How to make rounded percentages add up to 100%
Consider the four percentages below, represented as float
numbers:
13.626332%
47.989636%
9.596008%
28.788024%
-----------
100.000000%
I need to represent these percentages as whole numbers. If I simply use Math.round()
, I end up with a total of 101%.
14 + 48 + 10 + 29 = 101
If I use parseInt()
, I end up with a total of 97%.
13 + 47 + 9 + 28 = 97
What's a good algorithm to represent any number of percentages as whole numbers while still maintaining a total of 100%?
Edit: After reading some of the comments and answers, there are clearly many ways to go about solving this.

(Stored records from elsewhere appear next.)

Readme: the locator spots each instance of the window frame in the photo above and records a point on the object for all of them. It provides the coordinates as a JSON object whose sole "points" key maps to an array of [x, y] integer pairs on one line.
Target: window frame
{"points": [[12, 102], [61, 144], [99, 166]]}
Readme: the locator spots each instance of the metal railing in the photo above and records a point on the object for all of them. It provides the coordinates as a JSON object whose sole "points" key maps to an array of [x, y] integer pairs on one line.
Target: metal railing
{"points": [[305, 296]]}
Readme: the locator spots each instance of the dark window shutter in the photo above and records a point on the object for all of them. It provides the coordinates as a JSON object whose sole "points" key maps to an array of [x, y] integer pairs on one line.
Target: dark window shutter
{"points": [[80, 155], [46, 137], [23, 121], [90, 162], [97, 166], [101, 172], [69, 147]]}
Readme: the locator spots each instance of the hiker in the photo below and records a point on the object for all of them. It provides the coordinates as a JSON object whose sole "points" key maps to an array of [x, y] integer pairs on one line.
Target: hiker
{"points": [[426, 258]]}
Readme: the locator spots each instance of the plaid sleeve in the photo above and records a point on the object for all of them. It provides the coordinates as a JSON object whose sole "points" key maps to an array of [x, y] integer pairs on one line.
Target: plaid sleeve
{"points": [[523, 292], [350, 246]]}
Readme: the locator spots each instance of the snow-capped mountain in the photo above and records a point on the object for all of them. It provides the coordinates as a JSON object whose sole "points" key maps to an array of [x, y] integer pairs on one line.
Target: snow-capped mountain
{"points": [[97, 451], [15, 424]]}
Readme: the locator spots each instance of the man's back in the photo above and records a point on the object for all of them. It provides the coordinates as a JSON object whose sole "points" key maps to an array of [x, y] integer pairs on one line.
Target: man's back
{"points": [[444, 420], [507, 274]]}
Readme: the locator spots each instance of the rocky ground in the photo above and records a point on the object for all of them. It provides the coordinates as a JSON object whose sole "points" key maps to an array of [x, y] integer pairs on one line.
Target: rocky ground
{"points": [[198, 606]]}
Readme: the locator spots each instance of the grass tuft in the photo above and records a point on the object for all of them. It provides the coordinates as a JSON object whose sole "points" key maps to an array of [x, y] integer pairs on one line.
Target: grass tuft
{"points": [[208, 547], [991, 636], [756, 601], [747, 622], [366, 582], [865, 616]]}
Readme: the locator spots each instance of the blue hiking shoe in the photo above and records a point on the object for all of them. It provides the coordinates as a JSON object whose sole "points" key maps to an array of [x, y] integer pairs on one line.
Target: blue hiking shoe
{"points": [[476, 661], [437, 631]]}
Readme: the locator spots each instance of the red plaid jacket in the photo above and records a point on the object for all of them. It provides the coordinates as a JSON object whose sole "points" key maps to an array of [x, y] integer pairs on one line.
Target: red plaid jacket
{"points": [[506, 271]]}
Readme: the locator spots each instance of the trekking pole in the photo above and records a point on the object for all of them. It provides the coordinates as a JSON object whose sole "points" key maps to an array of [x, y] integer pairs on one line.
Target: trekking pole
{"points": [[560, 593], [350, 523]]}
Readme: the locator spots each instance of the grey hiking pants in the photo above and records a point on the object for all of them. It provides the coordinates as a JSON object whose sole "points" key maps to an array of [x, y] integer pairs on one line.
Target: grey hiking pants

In my mind, to remain true to the numbers, the "right" result is the one that minimizes the overall error, defined by how much error rounding would introduce relative to the actual value:
value rounded error decision
----------------------------------------------------
13.626332 14 2.7% round up (14)
47.989636 48 0.0% round up (48)
9.596008 10 4.0% don't round up (9)
28.788024 29 2.7% round up (29)
In case of a tie (3.33, 3.33, 3.33) an arbitrary decision can be made (e.g. 3, 4, 3).
There are many ways to do just this, provided you are not concerned about reliance on the original decimal data.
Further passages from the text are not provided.